Nella tradizione biblica, il numero 40 occupa un posto di rilievo, emergendo come una cifra altamente simbolica che attraversa sia l'Antico che il Nuovo Testamento. Non si tratta di un semplice dato cronologico, ma di un segno che indica momenti salienti dell'esperienza di fede, rappresentando il tempo dell'attesa, della purificazione, della prova e della preparazione a un cambiamento radicale.

Infografica che mostra le principali ricorrenze del numero 40 nella Bibbia (Diluvio, Esodo, Mosè sul Sinai, Gesù nel deserto)

Il valore simbolico e teologico del 40

Secondo molti teologi, il numero 40 è il "numero preferito da Dio". La sua presenza costante nelle Scritture segnala che l'evento narrato non è frutto del caso o di una mera dinamica naturale, ma rientra in un piano divino. Come osservato da Joseph Weiler, quando il numero 40 appare nel testo, il lettore è invitato a riconoscere una volontà superiore e un atto di Dio.

Sant'Agostino offriva una spiegazione basata sulla perfezione: il 10 rappresenta i comandamenti (la Legge), mentre il 4 indica le quattro direzioni del mondo.
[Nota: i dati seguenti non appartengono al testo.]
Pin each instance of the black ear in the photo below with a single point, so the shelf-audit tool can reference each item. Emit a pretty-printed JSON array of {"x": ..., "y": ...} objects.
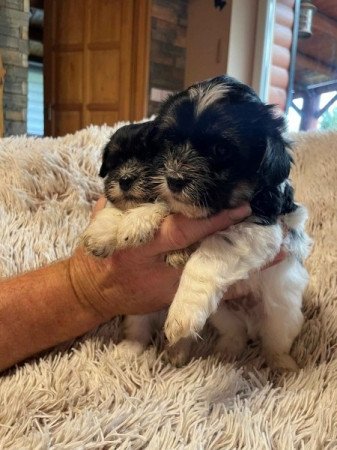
[{"x": 276, "y": 162}]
La loro moltiplicazione suggerisce che la Legge di Dio è destinata all'intero universo. Inoltre, in ambito ebraico, la lettera Mem (מ), che numericamente corrisponde a 40, richiama visivamente sia il ventre materno che una sorgente d'acqua, simboleggiando la nascita e la rigenerazione.

Il 40 come tempo di prova e trasformazione

Il numero 40 segna spesso il passaggio da una condizione di schiavitù o peccato a una di nuova vita:

  • Il Diluvio Universale: La pioggia cadde per 40 giorni e 40 notti, un periodo che segna la volontà di Dio di purificare la terra dall'iniquità.
  • L'Esodo: Il popolo d'Israele camminò nel deserto per 40 anni, tempo necessario affinché una generazione cresciuta nella schiavitù lasciasse il posto a una nuova, pronta per la Terra Promessa.
  • Mosè sul Sinai: Mosè rimase sul monte per 40 giorni e 40 notti prima di ricevere i Dieci Comandamenti, un tempo di intimità e colloquio diretto con il Divino.
  • Ninive: Al profeta Giona fu dato il compito di avvertire la città: "Ancora 40 giorni e Ninive sarà distrutta", offrendo un tempo di grazia per la conversione e la penitenza.
Schema che illustra il legame tra il numero 40 e i concetti di attesa, penitenza e rinascita

Il 40 nella vita umana e nella maturità

Nella Bibbia, il 40 è associato anche alla maturità individuale. È l'età in cui personaggi come Isacco ed Esaù decidono di sposarsi e prendersi la responsabilità di formare una famiglia. In questo contesto, il numero non indica un'età anagrafica rigida, ma il raggiungimento di una consapevolezza tale da poter assumere un ruolo sociale e familiare definitivo.

Il numero 40 nel Nuovo Testamento

Il Nuovo Testamento riprende e trasfigura la simbologia del 40, legandola indissolubilmente alla figura di Cristo:

  1. Il digiuno di Gesù: Prima di iniziare la vita pubblica, Gesù si ritira nel deserto per 40 giorni. Questo periodo richiama le prove di Israele nel deserto, ma con l'esito opposto: Cristo vince le tentazioni del demonio nutrendosi della Parola di Dio.
  2. Il periodo dopo la Risurrezione: Gesù rimane con i discepoli per 40 giorni prima dell'Ascensione, istruendoli prima dell'invio dello Spirito Santo.

La Quaresima, che la Chiesa celebra come preparazione alla Pasqua, trae le sue radici proprio da questo numero sacro. Sebbene il conteggio liturgico possa variare (46 giorni se si escludono le domeniche), il significato rimane quello di un deserto spirituale, un tempo di ascesi e carità necessario per giungere alla vita nuova in Cristo.